金君卿
荊南(けいなん、湖北省)の某太守に娘がいた。十八歳の時に縁談がまとまり、吉日を選んで輿入れする運びとなった。
ある晩、娘は夢でこう告げられた。
「これは汝の夫にあらず。汝の夫は金君卿(きんくんけい)なり」
娘は目を覚ましてからもこのことは誰にも言わなかった。ただ、ひそかに帯に「金君卿」の名を刺繍しておいた。母親はこれを見て不審に思い、父親に告げた。父親は府中の役人全てを調べたが、金君卿という者はなかった。娘を問いつめたところ、夢のことを打ち明けた。それからほどなくして、縁談の相手が亡くなった。

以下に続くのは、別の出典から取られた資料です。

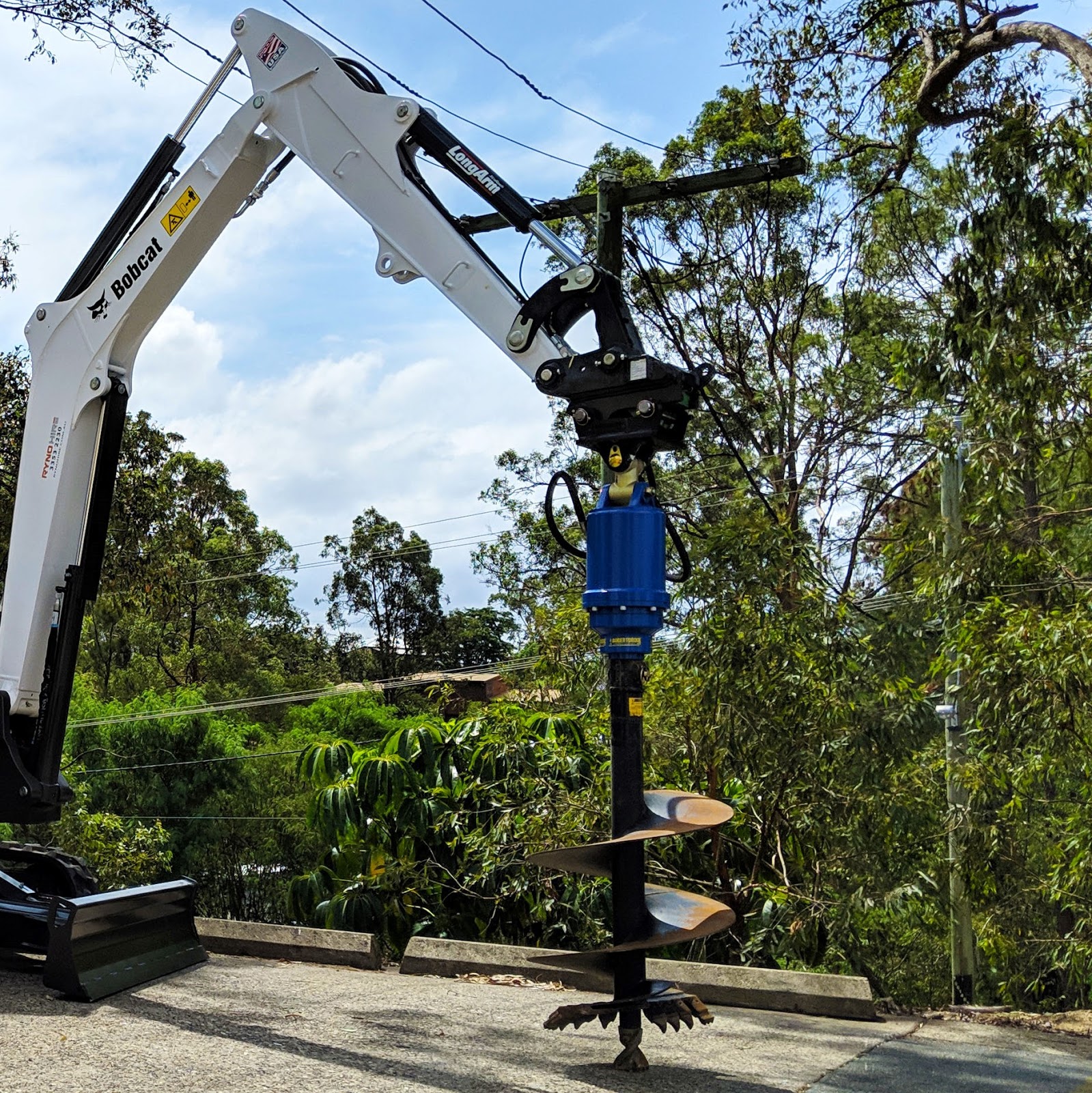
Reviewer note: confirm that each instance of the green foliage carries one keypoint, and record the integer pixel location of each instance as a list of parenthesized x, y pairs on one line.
[(429, 825), (135, 31), (187, 598), (8, 249), (123, 853), (387, 579)]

半年後、峡州(きょうしゅう、湖北省)の新任の太守が荊南を訪れることとなり、使者を遣わしてきた。その使者から新峡太守の名が金君卿であることがわかった。父親はようやく娘が見た夢の意味を悟った。
峡州太守が到着し、父親はおおいに歓待した、何日も引き留めて打ち解けて話をするうちに、太守が妻を亡くしたばかりであることを知った。そこで、夢のことを話して、娘との縁談を持ちかけた。すると、金君卿は、
「私はもう四十二です。ご令嬢の歳の倍どころか、六歳も足した年上ですよ。それに妻を亡くしたばかりで、まだ再婚なんて考えられません」
と断わってきた。それを、
「これは夢で示された定め、あなた自身でどうこうできることではありませんよ」
と口説き落として、ようやく承諾を得た。
娘が嫁いでから三十年後に金君卿は亡くなった。娘は金君卿との間に数人の子を産んだ。